Ausschnitt eines Kinds, das der Kamera den Rücken zudreht und einen Teddybären in den Händen hält.

Kinderarmut in Deutschland wächst weiter – mit Folgen fürs ganze Leben

Beengtes Wohnen, wenig Geld für gesundes Essen, Bildung, Hobbies oder Urlaub – für rund zwei Millionen Kinder und ihre Familien in Deutschland ist das Realität. Im Vergleich zu 2011 leben heute mehr junge Menschen von staatlicher Grundsicherung. Unsere neuen Veröffentlichungen zeigen: Die existierenden Maßnahmen reichen nicht aus, um Kinderarmut zu vermeiden, und Armutsfolgen werden bisher nur lückenhaft erforscht.

Trotz guter Wirtschaftslage wuchsen 2015 bundesweit 14,7 Prozent der Kinder unter 18 Jahren in Familien auf, die Hartz IV beziehen. Im Vergleich zu 2011 ist das ein Anstieg um 0,4 Prozent.

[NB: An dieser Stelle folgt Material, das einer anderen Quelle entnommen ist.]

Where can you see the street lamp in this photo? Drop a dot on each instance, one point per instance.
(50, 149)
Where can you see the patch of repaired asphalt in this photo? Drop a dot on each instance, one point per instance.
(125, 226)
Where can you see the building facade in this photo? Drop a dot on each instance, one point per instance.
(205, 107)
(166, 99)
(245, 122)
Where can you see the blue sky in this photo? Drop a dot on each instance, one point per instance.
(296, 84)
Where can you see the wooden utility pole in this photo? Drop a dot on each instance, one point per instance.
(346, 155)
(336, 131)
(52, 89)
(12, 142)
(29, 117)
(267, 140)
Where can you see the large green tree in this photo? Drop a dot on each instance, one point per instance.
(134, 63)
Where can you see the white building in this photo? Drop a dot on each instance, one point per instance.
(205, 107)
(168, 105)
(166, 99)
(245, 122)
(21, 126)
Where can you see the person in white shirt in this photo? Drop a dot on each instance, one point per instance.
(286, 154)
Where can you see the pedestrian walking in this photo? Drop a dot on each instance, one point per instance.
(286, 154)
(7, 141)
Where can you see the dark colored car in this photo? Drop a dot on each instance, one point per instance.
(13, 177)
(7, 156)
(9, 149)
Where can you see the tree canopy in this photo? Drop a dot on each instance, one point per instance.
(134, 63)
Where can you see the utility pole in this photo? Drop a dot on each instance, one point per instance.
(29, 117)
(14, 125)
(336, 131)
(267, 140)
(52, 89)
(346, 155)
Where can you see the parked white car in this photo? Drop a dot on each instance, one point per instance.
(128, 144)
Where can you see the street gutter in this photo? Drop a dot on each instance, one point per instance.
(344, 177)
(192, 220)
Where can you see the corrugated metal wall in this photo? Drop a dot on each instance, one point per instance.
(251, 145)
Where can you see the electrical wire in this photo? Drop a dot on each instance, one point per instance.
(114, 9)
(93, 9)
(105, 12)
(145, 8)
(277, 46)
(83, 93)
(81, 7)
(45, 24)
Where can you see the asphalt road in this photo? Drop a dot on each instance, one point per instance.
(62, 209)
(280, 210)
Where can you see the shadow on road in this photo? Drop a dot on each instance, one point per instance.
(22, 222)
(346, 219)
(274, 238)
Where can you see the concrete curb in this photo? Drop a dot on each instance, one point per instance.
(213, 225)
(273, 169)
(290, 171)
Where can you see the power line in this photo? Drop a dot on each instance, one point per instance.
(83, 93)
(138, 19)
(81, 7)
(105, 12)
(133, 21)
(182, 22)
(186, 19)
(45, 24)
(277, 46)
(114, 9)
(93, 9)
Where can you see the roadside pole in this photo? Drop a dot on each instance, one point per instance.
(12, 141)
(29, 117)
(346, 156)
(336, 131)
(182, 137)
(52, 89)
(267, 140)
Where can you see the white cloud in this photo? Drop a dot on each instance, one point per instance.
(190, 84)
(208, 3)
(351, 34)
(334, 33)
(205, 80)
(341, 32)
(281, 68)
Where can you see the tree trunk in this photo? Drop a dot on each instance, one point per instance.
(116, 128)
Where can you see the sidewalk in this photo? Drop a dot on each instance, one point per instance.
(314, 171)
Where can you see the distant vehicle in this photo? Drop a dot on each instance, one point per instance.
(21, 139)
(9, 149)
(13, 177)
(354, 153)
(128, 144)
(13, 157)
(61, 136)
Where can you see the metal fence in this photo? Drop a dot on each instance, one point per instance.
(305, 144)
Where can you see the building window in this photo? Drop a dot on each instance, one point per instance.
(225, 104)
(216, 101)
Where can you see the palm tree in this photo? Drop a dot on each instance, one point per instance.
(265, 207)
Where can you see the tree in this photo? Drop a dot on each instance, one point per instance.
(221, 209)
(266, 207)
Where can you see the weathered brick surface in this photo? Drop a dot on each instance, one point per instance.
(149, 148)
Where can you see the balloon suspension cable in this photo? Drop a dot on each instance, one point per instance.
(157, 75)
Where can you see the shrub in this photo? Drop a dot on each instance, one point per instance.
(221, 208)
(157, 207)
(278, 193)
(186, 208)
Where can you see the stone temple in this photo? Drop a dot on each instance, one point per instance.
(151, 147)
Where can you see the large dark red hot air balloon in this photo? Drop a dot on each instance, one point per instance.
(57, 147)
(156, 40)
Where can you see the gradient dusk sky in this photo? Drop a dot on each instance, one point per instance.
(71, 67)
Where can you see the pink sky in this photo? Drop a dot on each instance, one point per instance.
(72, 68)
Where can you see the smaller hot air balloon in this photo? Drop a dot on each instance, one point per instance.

Besonders Kinder mit nur einem Elternteil oder zwei und mehr Geschwistern sind von Armut betroffen: Von allen Heranwachsenden in staatlicher Grundsicherung lebt die Hälfte bei einem alleinerziehenden Elternteil und 36 Prozent werden in Familien mit drei oder mehr Kindern groß.

Für viele Kinder, die Hartz IV beziehen, ist Armut ein Dauerzustand: Die Mehrheit wächst über einen längeren Zeitraum in ärmlichen Verhältnissen auf. 57 Prozent der betroffenen jungen Menschen im Alter von sieben bis unter 15 Jahren bezogen drei Jahre und länger staatliche Unterstützung nach dem Zweiten Sozialgesetzbuch (SGB II).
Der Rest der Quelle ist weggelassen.